Le cause possono essere riportate ad uno stato di fragilità dei capillari, costituzionale o acquisita. Su questa condizione di base influiscono svariati fattori come l'esposizione eccessiva alle radiazioni solari, al caldo o al freddo, le brusche variazioni di temperatura, l'assunzione di liquidi caldi, cibi piccanti, bevande alcoliche; fattori neuro-vegetativi come digestione difficile e stipsi; fattori ormonali ed emozionali.

La rosacea può manifestarsi in quattro stadi evolutivi:

  • Diatesi della rosacea: episodici arrossamenti del volto ("flushing")
  • Stadio I: arrossamento persistente del volto con teleangectasie (sottile rete di capillari rosso-violacea visibile attraverso l'epidermide), conosciuto come couperose.
  • Stadio II: arrossamento persistente, teleangectasie, papule e pustole, assumendo un aspetto che somiglia all'acne.
  • Stadio III: arrossamento persistente, teleangectasie, papule, pustole, con formazione di noduli e gonfiore del viso.
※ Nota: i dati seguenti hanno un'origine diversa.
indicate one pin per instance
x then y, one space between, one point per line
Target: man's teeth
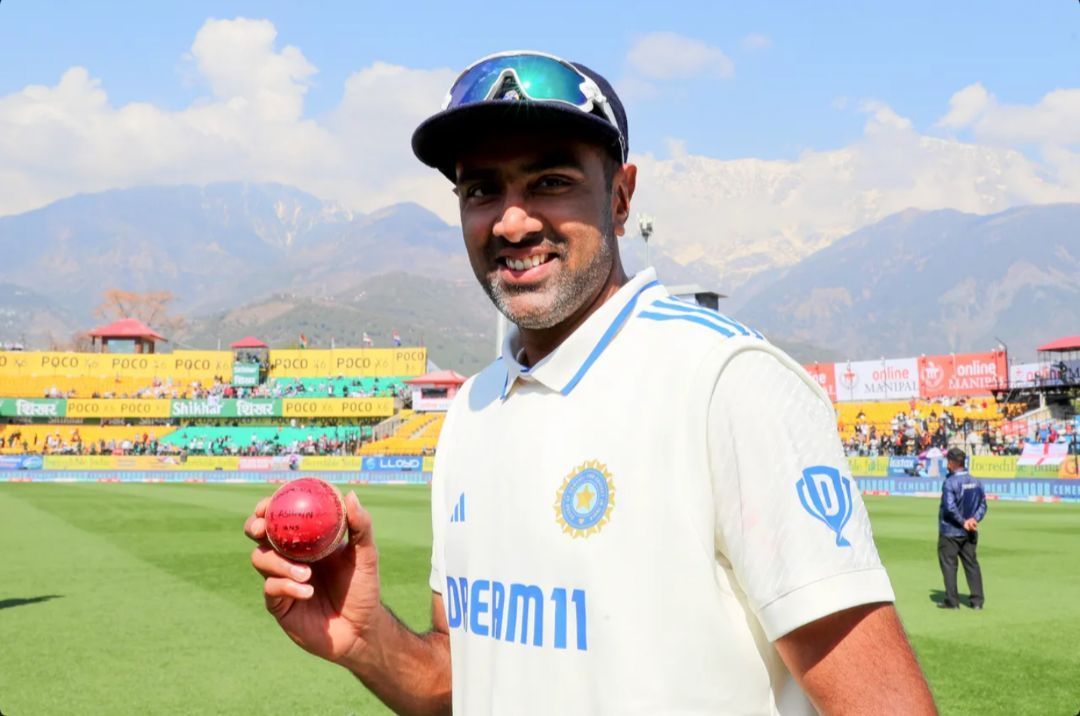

Oltre ai problemi di pelle, la rosacea può provocare manifestazioni oculari (occhi "rossi" dovuti a blefarite, congiuntivite e cheratite).

Trattamenti per la couperose-rosacea:

  • Farmaci locali e antibiotici orali
  • Isotretinoina orale (in casi gravi)
  • Luce Intensa Pulsata Medicale - per trattare le teleangectasie
  • Laserterapia (Laser capillari viso) - per trattare i capillari

La Malattia della pelle EczemaI termini eczema e dermatite sono usati in modo intercambiabile, indicando un quadro di reazione infiammatoria polimorfa che interessa epidermide e derma.

Dermatite da contatto è il termine generico con cui si definiscono reazioni infiammatorie dovute a sostanze che vengono in contatto con la cute. La dermatite da contatto si manifesta con rossore, gonfiore e vescicole nei casi acuti e con secchezza, screpolatura, desquamazione, fissurazioni e rossore nei casi cronici.

La dermatite da contatto irritativa è causata dall'esposizione della cute ad agenti chimici o fisici in grado di irritare la pelle in modo acuto o cronico. Le mani sono la sede più comunemente colpita.

La dermatite da contatto allergica è causata da una nuova esposizione a una sostanza nei confronti della quale un individuo si è sensibilizzato previamente. Gli allergeni possono essere presenti nei gioielli, prodotti per la cura personale, nei farmaci topici, piante, prodotti casalinghi e altri.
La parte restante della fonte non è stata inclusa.